Here is no “discovery,” then. Here is a veteran whose triumphs in feature comedies have not surprised him as much as might be suspected. He is not, as a matter of record, the stolid, half-witted, low comedian that the Keystone fragments would suggest. He is a bright, calm, canny trouper, casting about for good parts, wary of stardom, contented with his lot. This last is not altogether amazing when one takes into consideration his two-thousand-dollar weekly wage. This would buy three thousand custard pies a day and still leave enough over for carfare and the movies.

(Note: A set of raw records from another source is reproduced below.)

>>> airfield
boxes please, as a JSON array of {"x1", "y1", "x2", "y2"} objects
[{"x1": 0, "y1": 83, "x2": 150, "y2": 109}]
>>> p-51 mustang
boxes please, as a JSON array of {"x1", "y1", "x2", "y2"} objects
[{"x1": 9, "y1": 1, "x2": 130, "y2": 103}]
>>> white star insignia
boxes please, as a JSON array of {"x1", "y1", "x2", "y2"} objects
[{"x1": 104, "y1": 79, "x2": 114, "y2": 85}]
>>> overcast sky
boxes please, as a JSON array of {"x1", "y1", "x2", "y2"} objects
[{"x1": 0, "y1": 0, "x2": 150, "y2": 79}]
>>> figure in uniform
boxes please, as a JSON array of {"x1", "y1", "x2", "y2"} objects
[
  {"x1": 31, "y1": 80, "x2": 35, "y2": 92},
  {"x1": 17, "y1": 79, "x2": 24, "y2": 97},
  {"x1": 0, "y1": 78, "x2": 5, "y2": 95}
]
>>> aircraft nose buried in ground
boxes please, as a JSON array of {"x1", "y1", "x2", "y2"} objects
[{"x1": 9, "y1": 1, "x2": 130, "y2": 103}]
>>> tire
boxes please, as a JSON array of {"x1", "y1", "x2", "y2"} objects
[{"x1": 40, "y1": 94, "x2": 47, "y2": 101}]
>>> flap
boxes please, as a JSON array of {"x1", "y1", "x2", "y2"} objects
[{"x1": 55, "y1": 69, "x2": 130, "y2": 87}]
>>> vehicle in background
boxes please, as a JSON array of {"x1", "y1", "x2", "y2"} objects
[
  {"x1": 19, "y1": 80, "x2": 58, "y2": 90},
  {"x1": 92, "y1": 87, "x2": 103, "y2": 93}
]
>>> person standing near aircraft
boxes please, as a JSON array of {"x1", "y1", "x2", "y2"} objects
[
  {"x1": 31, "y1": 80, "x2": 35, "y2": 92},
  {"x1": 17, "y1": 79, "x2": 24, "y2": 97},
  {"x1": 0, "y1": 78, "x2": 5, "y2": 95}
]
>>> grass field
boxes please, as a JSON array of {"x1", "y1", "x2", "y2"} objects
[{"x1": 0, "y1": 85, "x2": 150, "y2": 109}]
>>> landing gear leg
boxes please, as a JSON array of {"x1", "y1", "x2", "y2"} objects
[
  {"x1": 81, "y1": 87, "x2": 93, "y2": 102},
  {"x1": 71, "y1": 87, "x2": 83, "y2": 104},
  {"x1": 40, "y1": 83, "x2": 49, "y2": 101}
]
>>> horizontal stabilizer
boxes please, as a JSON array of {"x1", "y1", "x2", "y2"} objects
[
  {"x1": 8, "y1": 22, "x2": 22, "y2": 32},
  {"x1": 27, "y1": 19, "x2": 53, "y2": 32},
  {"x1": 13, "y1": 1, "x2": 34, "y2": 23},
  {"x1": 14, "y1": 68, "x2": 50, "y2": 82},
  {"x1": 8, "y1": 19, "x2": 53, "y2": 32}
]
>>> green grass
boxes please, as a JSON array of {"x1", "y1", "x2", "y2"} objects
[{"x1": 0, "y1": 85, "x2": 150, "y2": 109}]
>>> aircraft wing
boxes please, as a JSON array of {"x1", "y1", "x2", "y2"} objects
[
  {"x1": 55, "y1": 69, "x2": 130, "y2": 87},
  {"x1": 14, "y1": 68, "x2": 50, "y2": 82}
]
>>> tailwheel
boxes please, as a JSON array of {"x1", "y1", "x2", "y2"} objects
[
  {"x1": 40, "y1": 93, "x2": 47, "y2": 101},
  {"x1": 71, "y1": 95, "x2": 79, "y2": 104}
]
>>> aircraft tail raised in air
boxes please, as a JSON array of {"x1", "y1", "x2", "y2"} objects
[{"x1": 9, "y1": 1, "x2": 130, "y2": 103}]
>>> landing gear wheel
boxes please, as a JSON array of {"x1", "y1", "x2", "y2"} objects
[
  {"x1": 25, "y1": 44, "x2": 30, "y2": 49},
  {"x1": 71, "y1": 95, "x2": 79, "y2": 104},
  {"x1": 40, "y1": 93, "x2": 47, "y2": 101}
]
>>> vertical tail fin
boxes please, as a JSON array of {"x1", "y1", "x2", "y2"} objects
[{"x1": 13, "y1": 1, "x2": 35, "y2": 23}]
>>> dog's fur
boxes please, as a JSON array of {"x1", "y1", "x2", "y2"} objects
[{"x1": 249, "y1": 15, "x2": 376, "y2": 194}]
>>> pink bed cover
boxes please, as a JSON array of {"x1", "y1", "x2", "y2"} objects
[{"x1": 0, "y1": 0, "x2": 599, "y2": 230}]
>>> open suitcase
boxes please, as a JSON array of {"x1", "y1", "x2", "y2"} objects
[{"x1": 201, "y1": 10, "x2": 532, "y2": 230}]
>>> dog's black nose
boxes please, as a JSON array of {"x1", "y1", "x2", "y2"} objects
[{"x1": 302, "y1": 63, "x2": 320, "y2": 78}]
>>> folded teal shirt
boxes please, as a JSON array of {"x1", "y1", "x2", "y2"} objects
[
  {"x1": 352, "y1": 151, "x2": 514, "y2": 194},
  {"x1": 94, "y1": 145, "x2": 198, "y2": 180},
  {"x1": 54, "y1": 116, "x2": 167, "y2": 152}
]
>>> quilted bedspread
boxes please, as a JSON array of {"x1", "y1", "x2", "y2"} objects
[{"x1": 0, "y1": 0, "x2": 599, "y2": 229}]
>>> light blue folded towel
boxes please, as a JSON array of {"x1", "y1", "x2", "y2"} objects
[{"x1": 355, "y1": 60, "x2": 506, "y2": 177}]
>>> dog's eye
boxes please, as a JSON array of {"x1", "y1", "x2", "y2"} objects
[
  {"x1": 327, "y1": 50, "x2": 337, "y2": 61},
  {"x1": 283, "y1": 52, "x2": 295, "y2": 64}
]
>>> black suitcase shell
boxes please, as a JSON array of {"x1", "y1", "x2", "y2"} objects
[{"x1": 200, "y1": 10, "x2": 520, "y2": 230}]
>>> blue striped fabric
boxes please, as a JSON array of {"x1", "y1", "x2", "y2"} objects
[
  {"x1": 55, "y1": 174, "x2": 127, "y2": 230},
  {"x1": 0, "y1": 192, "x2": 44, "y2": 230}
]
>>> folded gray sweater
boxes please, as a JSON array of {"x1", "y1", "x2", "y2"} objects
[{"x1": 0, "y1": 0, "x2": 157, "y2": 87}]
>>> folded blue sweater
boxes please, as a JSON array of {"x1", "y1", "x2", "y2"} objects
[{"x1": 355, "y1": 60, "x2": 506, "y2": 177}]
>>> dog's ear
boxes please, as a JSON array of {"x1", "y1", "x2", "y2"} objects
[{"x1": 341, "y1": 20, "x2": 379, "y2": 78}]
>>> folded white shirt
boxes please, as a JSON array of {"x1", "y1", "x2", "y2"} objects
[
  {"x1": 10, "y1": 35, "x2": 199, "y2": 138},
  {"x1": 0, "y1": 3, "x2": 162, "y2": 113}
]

Mr. Conklin, should you harbor any fleeting doubts, is the comical gentleman who enlivened “Too Many Kisses” for Richard Dix and Gregory La Cava, stole “A Woman of the World” from La Negri [Pola Negri] herself, appropriated the lion’s share of applause in connection with “A Social Celebrity.” In this he was competing with the urbane, magnetic, and compelling Menjou [Adolphe Menjou], stealing the acting honors was no small task.
Following these outstanding “supporting” roles he was elevated practically to stellar prominence in “The Wilderness Woman,” in which the flashing Pringle [Aileen Pringle] served as a lovely foil for Conklin’s shrewd buffoonery. And since that uproarious performance he has made epics exclusively. If you don’t consider “McFadden’s Flats” an epic, ask Joseph Plunkett of the Strand, the New York cinema temple that held the film over for two extra weeks to accommodate lovers of the cosmic jest.
When I went to his hotel, then, to meet Chester Conklin, I was prepared to have a good time. Nothing boisterous — he was in New York on vacation — a few comedy falls would suffice.
Chester Conklin is content with his lot, and yearns neither for stardom nor to play Hamlet.
It will sound mossy to the more cynical students in our clinic, but the fact remains, I should never have known him without his make-up, had he not approached me unerringly as one who would say, “Here I come. Guess who!”
As we shook hands I noted that he was clean-shaven, blue-eyed, conventionally clad in a comparatively well-fitting sack suit instead of baggy trousers and speckled vest; pleasant, unostentatious — a composite Kiwanian, shopkeeper, politician, and Big Brother. He was affable, simple, unaffected, cheerful.
Not once did he say anything about the world owing him a living. Probably he considers ‘the debt canceled. Not once did he begin a sentence, “What this country needs —” He is content. Not once did he so much as swear. He is the happy warrior.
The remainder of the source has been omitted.